Tabular Playground Series - Apr 2021, Titanic 데이터셋 시각화 공부

Matplotlib : 차트의 기본 크기를 설정하려면?

rcParams

Matplotlib에서 그리는 그래프,폰트 등의 기본 값을 설정합니다.
plt.rcParams와 mpl.rcParams 모두 동일한 결과를 도출하므로 편한 것을 사용하면 됩니다.
사용 가능한 rcParams 항목 : plt.rcParams
초기값으로 되돌리기 : mpl.rcParams.update(mpl.rcParamsDefault)


%matplotlib inline
import matplotlib as mpl
import matplotlib.pyplot as plt

mpl.rcParams["figure.figsize"] = (14,4)
mpl.rcParams['lines.linewidth'] = 2
mpl.rcParams['lines.color'] = 'r'
mpl.rcParams['axes.grid'] = True 
mpl.rcParams['figure.dpi'] = 120
mpl.rcParams['axes.spines.top'] = False
mpl.rcParams['axes.spines.right'] = False

‘figure.figsize’ : 그림(figure)의 크기.(가로,세로)인치 단위 ‘lines.linewidth’ : 선의 두께 ‘lines.color’ : 선의 색깔 ‘axes.grid’ : 차트 내 격자선(grid) 표시 여부 ‘figure.dpi’ : 인치당 도트 수에서의 그림 해상도입니다.

Figure와 subplots

한 화면에 여러 개의 그래프를 그리려면 figure 함수를 통해 Figure 객체를 먼저 만든 후 add_subplot 메서드를 통해 그리려는 그래프 개수만큼 subplot을 만들면 됩니다.

subplot의 개수는 add_subplot 메서드의 인자를 통해 조정할 수 있습니다.

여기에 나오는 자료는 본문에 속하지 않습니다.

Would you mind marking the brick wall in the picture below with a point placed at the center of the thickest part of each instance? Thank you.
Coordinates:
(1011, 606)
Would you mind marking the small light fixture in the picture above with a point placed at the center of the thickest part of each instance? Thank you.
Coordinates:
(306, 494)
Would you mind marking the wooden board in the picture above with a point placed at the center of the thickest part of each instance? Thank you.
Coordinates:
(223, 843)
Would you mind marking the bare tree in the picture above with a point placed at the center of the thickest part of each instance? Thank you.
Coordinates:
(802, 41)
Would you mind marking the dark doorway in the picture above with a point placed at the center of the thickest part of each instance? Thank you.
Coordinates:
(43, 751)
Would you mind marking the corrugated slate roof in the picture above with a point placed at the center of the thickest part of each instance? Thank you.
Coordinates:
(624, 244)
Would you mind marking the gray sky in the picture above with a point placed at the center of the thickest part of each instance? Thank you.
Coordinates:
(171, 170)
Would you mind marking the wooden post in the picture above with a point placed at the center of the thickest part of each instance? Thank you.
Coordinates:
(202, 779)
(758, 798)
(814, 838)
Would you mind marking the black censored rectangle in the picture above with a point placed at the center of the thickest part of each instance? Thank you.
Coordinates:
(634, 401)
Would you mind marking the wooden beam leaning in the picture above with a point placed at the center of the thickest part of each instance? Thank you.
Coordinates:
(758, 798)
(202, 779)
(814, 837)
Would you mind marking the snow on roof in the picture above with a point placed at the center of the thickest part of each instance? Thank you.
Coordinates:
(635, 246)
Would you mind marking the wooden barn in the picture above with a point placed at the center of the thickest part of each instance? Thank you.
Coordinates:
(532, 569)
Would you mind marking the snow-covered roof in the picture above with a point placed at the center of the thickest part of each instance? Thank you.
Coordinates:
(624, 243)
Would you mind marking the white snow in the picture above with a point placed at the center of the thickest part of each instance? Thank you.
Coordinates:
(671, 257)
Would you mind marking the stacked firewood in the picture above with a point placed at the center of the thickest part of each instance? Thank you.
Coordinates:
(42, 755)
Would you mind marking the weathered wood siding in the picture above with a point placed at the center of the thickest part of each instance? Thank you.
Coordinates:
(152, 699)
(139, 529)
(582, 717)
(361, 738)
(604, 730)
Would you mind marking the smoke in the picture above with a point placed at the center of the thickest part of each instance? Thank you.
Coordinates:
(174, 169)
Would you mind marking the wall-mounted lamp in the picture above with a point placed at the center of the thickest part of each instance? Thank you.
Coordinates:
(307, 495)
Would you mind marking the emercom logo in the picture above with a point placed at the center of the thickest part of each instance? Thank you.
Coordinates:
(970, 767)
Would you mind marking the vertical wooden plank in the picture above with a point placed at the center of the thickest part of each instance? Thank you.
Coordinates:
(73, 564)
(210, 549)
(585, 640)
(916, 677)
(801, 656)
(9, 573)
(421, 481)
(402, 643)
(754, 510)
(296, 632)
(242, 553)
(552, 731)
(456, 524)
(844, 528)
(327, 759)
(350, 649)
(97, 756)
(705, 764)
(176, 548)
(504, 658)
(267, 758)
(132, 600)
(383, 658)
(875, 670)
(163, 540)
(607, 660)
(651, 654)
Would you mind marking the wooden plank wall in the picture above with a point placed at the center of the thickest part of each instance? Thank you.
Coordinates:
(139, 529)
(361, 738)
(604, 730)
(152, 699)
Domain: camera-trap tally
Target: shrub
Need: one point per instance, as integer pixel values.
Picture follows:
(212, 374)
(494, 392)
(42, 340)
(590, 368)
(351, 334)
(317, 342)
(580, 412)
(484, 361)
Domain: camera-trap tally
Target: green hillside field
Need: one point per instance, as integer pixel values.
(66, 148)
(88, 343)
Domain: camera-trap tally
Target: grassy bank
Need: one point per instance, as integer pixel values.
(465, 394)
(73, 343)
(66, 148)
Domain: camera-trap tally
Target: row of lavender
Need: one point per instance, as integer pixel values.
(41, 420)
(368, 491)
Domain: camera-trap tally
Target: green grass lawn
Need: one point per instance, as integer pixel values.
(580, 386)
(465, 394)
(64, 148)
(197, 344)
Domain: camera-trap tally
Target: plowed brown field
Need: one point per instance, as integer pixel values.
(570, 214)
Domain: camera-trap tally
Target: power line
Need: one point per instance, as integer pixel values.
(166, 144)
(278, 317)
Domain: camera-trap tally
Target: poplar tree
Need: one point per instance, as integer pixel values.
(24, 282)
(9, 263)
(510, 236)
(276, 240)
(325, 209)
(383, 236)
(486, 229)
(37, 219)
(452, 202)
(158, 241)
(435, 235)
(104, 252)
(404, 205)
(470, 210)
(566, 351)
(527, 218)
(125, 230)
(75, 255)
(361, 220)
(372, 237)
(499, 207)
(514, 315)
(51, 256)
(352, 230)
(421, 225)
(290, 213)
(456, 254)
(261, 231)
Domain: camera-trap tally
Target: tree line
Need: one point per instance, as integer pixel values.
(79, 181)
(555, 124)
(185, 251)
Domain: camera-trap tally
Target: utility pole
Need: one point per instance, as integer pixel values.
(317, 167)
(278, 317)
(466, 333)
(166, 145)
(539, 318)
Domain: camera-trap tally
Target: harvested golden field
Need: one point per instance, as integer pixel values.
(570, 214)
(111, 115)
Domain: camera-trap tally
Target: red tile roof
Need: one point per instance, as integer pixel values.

fig = plt.figure(figsize=(15, 11))

gs = fig.add_gridspec(3, 4)  # row size * column size 형태의 1차원 어레이, subplot 사이즈 조절

add_gridspec 메서드를 통하여 한 화면을 3x4(행x열)로 나눕니다

ax_sex_survived = fig.add_subplot(gs[:2,:2]) # 행 : 1~2, 열 : 1~2 범위의 2x2(행x열) subplot을 생성합니다.
sns.countplot(x='Sex',hue='Survived', data=train, ax=ax_sex_survived, 
              palette=survived_palette)

ax_survived_sex = fig.add_subplot(gs[:2,2:4], sharey=ax_sex_survived) # 행 : 1~2, 열 : 3~4 범위의 2x2(행x열) subplot을 생성합니다.
sns.countplot(x='Survived',hue='Sex', data=train, ax=ax_survived_sex,
              palette=sex_palette
             )

# ax_survived_sex.set_yticks([])
ax_survived_sex.set_ylabel('')

ax_pie_male = fig.add_subplot(gs[2, 0])  # 세 번째 행, 첫 번째 열에 위치하는 subplot 생성  
ax_pie_female = fig.add_subplot(gs[2, 1]) # 세 번째 행, 두 번째 열에 위치하는 subplot 생성
ax_pie_notsurvived = fig.add_subplot(gs[2, 2]) # 세 번째 행, 세 번째 열에 위치하는 subplot 생성
ax_pie_survived = fig.add_subplot(gs[2, 3]) # 세 번째 행, 네 번째 열에 위치하는 subplot 생성

# Sex
male = train[train['Sex']=='male']['Survived'].value_counts().sort_index()
ax_pie_male.pie(male, labels=male.index, autopct='%1.1f%%',explode = (0, 0.1), startangle=90,
               colors=survived_palette
               ) # subplot(ax_pie_male에는 pie함수를 호출해서 그래프를 그림


female = train[train['Sex']=='female']['Survived'].value_counts().sort_index()
ax_pie_female.pie(female, labels=female.index, autopct='%1.1f%%',explode = (0, 0.1), startangle=90,
                colors=survived_palette
                 )

# Survived
notsurvived = train[train['Survived']==0]['Sex'].value_counts()[['male', 'female']]
ax_pie_notsurvived.pie(notsurvived, labels=notsurvived.index, autopct='%1.1f%%',startangle=90,
                      colors=sex_palette, textprops={'color':"w"}
                      )

survived = train[train['Survived']==1]['Sex'].value_counts()[['male', 'female']]
ax_pie_survived.pie(survived, labels=survived.index, autopct='%1.1f%%', startangle=90,
                    colors=sex_palette, textprops={'color':"w"}
                   )


fig.suptitle('[Sex & Survived] Conditional Distribution', fontweight='bold', fontsize=20)
fig.text(s='''Gender and survival are the most important features of the existing Titanic problem.\nLook at each conditional probability and think of the minimum score''', 
         x=0.5, y= 0.94, ha='center', va='top')

plt.show()

va는 verticalalignment의 약자로 y축에서의 위치를 말합니다.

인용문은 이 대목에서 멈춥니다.